I saw some of last year’s hand-wringing about King County’s advertising policy on Metro buses, most notably in The Stranger. And I agree with the article: the county’s advertising policy, banning
“… advertising advocating or expressing an opinion, position or viewpoint on matters of public debate about economic, political, religious, or social issues …”
Note that the ACLU of Washington filed suit early last year (January 19, 2011) on behalf of the Seattle Mideast Awareness Campaign (SeaMAC), whose ad the county had rejected. On October 7, 2011, SeaMAC lost in federal district court, so on November 3, 2011, ACLU-WA appealed to the Ninth Circuit.

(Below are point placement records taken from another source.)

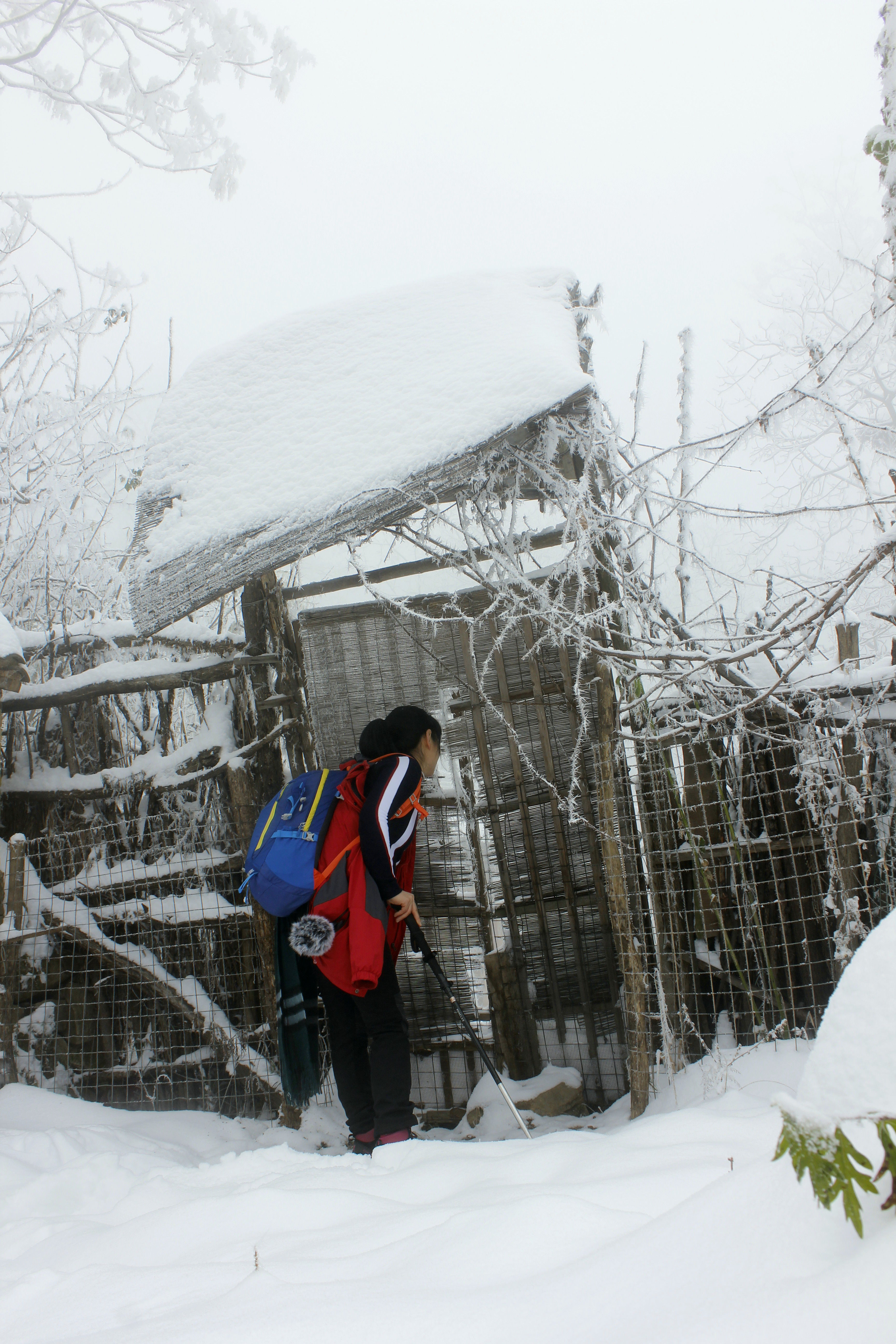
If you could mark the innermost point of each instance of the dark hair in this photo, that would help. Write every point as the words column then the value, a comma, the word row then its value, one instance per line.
column 398, row 732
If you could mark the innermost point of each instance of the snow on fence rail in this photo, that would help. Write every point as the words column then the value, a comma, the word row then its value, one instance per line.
column 147, row 1000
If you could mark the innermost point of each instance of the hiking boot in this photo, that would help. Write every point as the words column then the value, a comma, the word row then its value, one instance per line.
column 398, row 1136
column 363, row 1144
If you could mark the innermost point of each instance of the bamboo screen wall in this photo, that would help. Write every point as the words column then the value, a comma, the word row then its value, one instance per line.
column 496, row 861
column 753, row 858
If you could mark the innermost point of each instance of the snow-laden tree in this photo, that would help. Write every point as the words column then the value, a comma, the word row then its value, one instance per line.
column 136, row 73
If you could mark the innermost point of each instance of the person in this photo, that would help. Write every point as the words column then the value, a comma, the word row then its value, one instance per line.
column 369, row 900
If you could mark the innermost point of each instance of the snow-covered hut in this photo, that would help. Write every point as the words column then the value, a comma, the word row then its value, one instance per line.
column 339, row 420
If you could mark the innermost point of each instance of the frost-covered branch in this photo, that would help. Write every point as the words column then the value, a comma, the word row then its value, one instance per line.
column 139, row 71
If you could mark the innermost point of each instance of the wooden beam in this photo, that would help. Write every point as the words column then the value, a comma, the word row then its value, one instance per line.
column 528, row 839
column 58, row 693
column 389, row 573
column 550, row 689
column 109, row 784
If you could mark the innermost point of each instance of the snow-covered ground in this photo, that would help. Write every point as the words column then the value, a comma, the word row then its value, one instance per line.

The case (No. 11-35931) is still being briefed and has not been argued yet.
During the course of this litigation, King County has updated its advertising policy twice: first, on April 8, 2011, and again January 12, 2012. Annoyingly, the county deletes its old policies, instead of archiving them, making it difficult to quickly see what changed. Fortunately, we have websites like the The Internet Archive and its “Wayback Machine“, which made it easy to obtain a copy of the previous policy.
In comparing the policies, I observed that, in April 2011, the county chose to remain defiant in the face of litigation, since that’s the policy prohibiting ads on “matters of public debate about economic, political, religious, or social issues.”
However, in the January 2012 policy, they dropped the “Public Issue” prohibition (paragraph 6.2.2) and changed the “Disparaging” prohibition into a broader “Demeaning or Disparaging” prohibition (paragraph 6.2.8), which is defined as:
“Advertising that contains material that demeans or disparages an individual, group of individuals or entity. For purposes of determining whether an advertisement contains such material, the County will determine whether a reasonably prudent person, knowledgeable of the County’s ridership and using prevailing community standards, would believe that the advertisement contains material that ridicules or mocks, is abusive or hostile to, or debases the dignity or stature of any individual, group of individuals or entity.”
The previous version of that prohibition (“Disparaging”, paragraph 6.2.10) had read:
“Any advertising that is intended to be (or reasonably could be interpreted as being) disparaging, disreputable, or disrespectful to persons, groups, businesses or organizations, including advertising that portrays individuals as inferior, evil or contemptible because of their race, color, creed, sex, pregnancy, age, religion, ancestry, national origin, marital status, disability, sexual orientation or any other characteristic protected under federal, state or local law.”
So the new policy is considerably more vague about what would be prohibited. There are no longer any references to “religious or social issues” or race, color, creed, sex, pregnancy, age, religion, ancestry, national origin, marital status, disability, sexual orientation, etc.
Which means the new policy doesn’t give us much comfort. We’re still subject to whatever the county arbitrarily decides “ridicules or mocks, is abusive or hostile to, or debases” some person or group.
So where does that leave us? I guess the “I’m a Mormon” ads are officially OK now, since religious messages are no longer explicitly prohibited.
But what about a hypothetical ad from, say, Planned Parenthood that promotes contraception? Would certain religious groups who think that contraception is “evil” feel that that ad was “hostile” to them and their beliefs? Would the county ban it?
Let’s be clear: the county does NOT have to get into the advertisement business. But once it opens the door to ads on public buses, it is going to run afoul of the First Amendment whenever it attempts to ban speech that would otherwise be allowed in any other public setting. There’s nothing special about the side of a bus, despite what the county says. And even if there was, any restrictions on free speech would be subject to “strict scrutiny” and require an extremely compelling government interest. At best, the county’s policy is nothing more than a “rational basis” test, and while I’m not a lawyer, I’m pretty sure that isn’t good enough in the context of constitutional rights.
The county also attempts to frame its policy as one with “viewpoint neutral restrictions.” That’s like a library with a book-banning policy that says they will ban ALL books by a particular author whenever they are forced to ban a SINGLE book by that author, and then claiming that that’s a perfectly good policy because it’s “viewpoint neutral.”
Restrictions that are subject to strict scrutiny also have to be “narrowly tailored,” and a ban like that is obviously not.